NLS_LENGTH_SEMANTICS – Why not in the init.ora?

.Few days ago at the Upgrade and Migration Workshop in Hamburg when I did talk about Unicode Migrations a customer had an interesting question.

“Why does the documentation states NOT to set NLS_LENGTH_SEMANTICS parameter to CHAR in the init.ora/spfile to enable char semantics for newly build objects by default?”

Honestly I was not aware of that hint. So I did some research and tried to get an answer from the developers.

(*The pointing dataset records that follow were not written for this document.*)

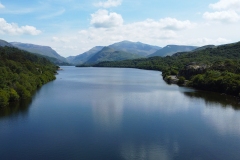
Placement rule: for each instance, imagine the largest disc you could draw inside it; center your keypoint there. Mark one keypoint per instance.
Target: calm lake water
(120, 114)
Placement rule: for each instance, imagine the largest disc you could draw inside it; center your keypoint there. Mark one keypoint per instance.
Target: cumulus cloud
(63, 39)
(225, 16)
(104, 19)
(49, 16)
(227, 11)
(1, 5)
(108, 3)
(149, 31)
(226, 5)
(14, 29)
(174, 24)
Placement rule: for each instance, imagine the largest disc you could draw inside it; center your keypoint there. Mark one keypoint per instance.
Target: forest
(22, 73)
(213, 68)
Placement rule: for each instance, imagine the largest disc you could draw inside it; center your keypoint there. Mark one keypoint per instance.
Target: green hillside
(215, 69)
(42, 50)
(171, 49)
(82, 58)
(109, 54)
(21, 73)
(137, 48)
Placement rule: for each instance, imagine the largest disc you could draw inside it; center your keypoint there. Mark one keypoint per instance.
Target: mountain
(171, 49)
(110, 54)
(82, 58)
(42, 50)
(4, 43)
(204, 47)
(137, 48)
(21, 73)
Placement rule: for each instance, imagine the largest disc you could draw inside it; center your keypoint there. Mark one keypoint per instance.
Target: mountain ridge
(172, 49)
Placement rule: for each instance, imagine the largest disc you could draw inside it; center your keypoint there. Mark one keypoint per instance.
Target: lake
(120, 114)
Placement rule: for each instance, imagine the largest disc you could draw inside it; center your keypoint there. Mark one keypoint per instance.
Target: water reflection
(223, 120)
(107, 111)
(215, 99)
(152, 151)
(16, 109)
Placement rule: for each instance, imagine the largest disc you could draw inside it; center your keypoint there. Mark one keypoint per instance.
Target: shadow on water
(212, 98)
(19, 108)
(16, 109)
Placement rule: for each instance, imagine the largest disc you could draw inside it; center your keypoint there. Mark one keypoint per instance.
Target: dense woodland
(214, 68)
(21, 73)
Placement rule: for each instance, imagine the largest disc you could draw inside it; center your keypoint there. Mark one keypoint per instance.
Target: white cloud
(174, 24)
(224, 16)
(226, 5)
(108, 3)
(1, 5)
(14, 29)
(104, 19)
(64, 40)
(49, 16)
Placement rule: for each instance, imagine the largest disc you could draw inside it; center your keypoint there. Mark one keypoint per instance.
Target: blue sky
(74, 26)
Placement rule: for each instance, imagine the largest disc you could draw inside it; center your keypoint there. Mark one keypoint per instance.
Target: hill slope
(21, 73)
(137, 48)
(42, 50)
(171, 49)
(213, 69)
(4, 43)
(110, 54)
(82, 58)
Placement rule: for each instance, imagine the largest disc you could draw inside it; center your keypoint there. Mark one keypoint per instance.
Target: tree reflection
(16, 109)
(215, 99)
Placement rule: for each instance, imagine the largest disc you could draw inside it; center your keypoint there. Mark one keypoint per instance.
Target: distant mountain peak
(172, 49)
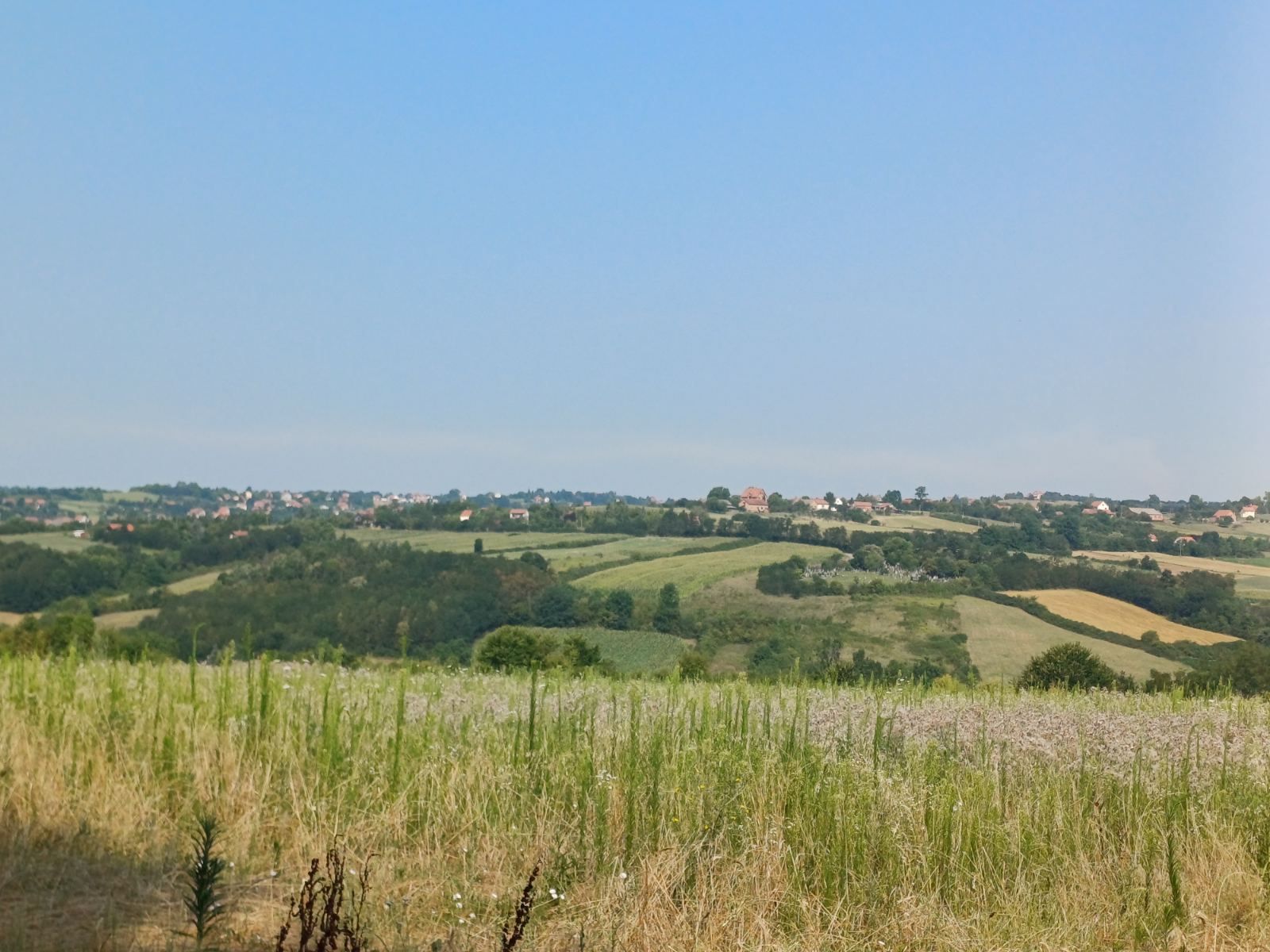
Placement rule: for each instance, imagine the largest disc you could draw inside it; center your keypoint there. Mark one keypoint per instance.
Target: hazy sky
(645, 248)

The documentation says clearly not to set that parameter permanently:

  • Oracle Database Reference on NLS_LENGTH_SEMANTICS
    • Caution:
      Oracle strongly recommends that you do NOT set the NLS_LENGTH_SEMANTICS parameter to CHAR
      in the instance or server parameter file. This may cause many existing
      installation scripts to unexpectedly create columns with character
      length semantics, resulting in runtime errors, including buffer
      overflows.

  • Oracle Database Globalization Support Guide on NLS_LENGTH_SEMANTICS
    • Same warning as above – but also states:
    • NLS_LENGTH_SEMANTICS does not apply to tables created in the SYS schema. The data dictionary always uses byte semantics. Tables owned by SYS always use byte semantics if the length qualifier BYTE or CHAR is not specified in the table creation DDL.

And my colleague from Poland, Sergiusz Wolicki did reply (as always) very quickly (thanks!!!):

“The warning is general as the problem may affect Oracle data
dictionary scripts for schemas such as SYSTEM, CTXSYS, ORDSYS, XDB,
SYSMAN, Oracle application scripts for schemas such as APEX_030000,
APPL, APPLSYS, GL, and other eBS or Peoplesoft or JDE, but also
third party prepackaged applications and customer’s own legacy
stuff.

The recommendation is to avoid the dependency on the parameter
altogether
. The character and byte length semantics should be
explicitly specified in column definitions
and PL/SQL code:

CREATE TABLE emp( ..., first_name VARCHAR2(100 CHAR), last_name
VARCHAR2(100 CHAR) )
/
CREATE PROCEDURE read_emp IS
v_first_name emp.first_name%TYPE;
 Ā  v_last_name emp.last_name%TYPE;
v_full_name VARCHAR2(202 CHAR);
BEGIN
...
SELECT first_name, last_name INTO v_first_name, v_last_name FROM
emp WHERE ...;
v_full_name := v_last_name || ', ' || v_first_name;
END;
/

If you find specifying the data type and the length explicitly as an
obvious thing, you should also expect that the length semantics
(length units) are specified explicitly.


If you need to migrate existing scripts quickly, put an ALTER
SESSION SET NLS_LENGTH_SEMANTICS=CHAR at the beginning of each
script and after each CONNECT command in the script.